Nous étions au tournant du millénaire, il y a une vingtaine d’années, lorsqu’Odete Isabel, féministe, fervente défenseure de l’égalité des droits, femme d’avril, a frappé à la porte de la franc-maçonnerie. Oui, de la franc-maçonnerie. J’ai été influencé par la force du discours de mon ami António Arnaut, franc-maçon, avocat et homme politique portugais bien connu, ainsi que par deux amis de Coimbra. C’était en 2000 et Odete Isabel entre ainsi dans la Grande Loge Féminine du Portugal, la seule obédience maçonnique exclusivement féminine de notre pays, dont elle ne quittera plus jamais, et est maintenant Grande Maîtresse pour la deuxième fois, le plus haut degré. « J’avais 60 ans à l’époque et je voulais essayer, voir si je pouvais réussir en franc-maçonnerie et ils m’ont ouvert la porte », se souvient-il. Mais cette histoire commence bien plus tôt, c’est Odete Isabel elle-même, aujourd’hui âgée de 83 ans, qui fait la révélation. Il faut revenir en enfance pour en comprendre les subtilités. Ainsi soit-il.
Elle a grandi à l’Estado Novo à Mealhada et son professeur du primaire a convaincu son père de la laisser poursuivre ses études. Elle a toujours voulu être chirurgienne, mais elle a vite compris que ce n’était pas un métier de femme, que les femmes n’avaient pas de mains pour opérer, signe des temps. Elle obtient son diplôme de pharmacie, étudie à Porto et travaille déjà le 25 avril 1974 dans les services pharmaceutiques de l’hôpital et du centre universitaire de Coimbra. Odete Isabel traverse cette date historique pleine d’espoir et peu après, elle veut se présenter aux élections, Chamber da Mealhada, contestée par un ami. On lui a même dit de « laisser la politique aux hommes », mais c’est une femme de fibre, intrépide par nature. Elle est désignée comme la première femme élue maire du Portugal, lors des élections municipales de 1976, l’une des Cinq Magnifiques qui ont osé défier le pouvoir masculin cette année-là et qui ont été élues. Ce cadre est important, souligne Odete Isabel, pour expliquer la rencontre avec la franc-maçonnerie. « Le 25 avril m’a fait m’épanouir, j’ai beaucoup grandi. Et, plus tard, la franc-maçonnerie m’a donné un espace pour penser librement, elle m’a apporté l’espoir d’une société plus égalitaire. Mais il y a encore beaucoup de préjugés et d’ignorance.»

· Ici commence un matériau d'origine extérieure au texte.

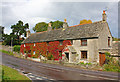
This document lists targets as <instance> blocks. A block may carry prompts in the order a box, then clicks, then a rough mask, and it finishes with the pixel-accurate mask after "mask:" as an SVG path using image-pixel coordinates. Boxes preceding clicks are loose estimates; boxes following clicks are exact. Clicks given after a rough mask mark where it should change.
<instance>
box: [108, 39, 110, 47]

Et voilà, les préjugés, l’ignorance. La question des femmes dans la Franc-Maçonnerie, qui est historiquement une institution masculine, est un débat depuis des décennies, un tabou qui n’a cessé d’être, une discussion interne qui se poursuit encore aujourd’hui, malgré le fait que les femmes ont toujours été présentes dans la Franc-Maçonnerie.(bien que souvent de manière clandestine et inhabituelle, des femmes étaient initiées à la franc-maçonnerie pour avoir espionné les cérémonies maçonniques des hommes, histoire de protéger les secrets des loges).
« La franc-maçonnerie était en avance sur son temps sur de nombreux aspects, mais pas par rapport aux femmes », critique sans détours Odete Isabel. La Grande Oriente Lusitano (GOL), fondée en 1802, qui existe depuis sans interruption, la plus ancienne obédience maçonnique du Portugal, évidemment masculine, discute désormais de la question. Après que plusieurs membres ont exigé la modernisation de l’organisation, GOL a commencé par enquêter sur les 103 loges du pays (il y a des loges dans tous les districts) qui composent l’obédience, en écoutant les francs-maçons sur l’initiation des femmes et la majorité a montré qu’ils étaient favorables.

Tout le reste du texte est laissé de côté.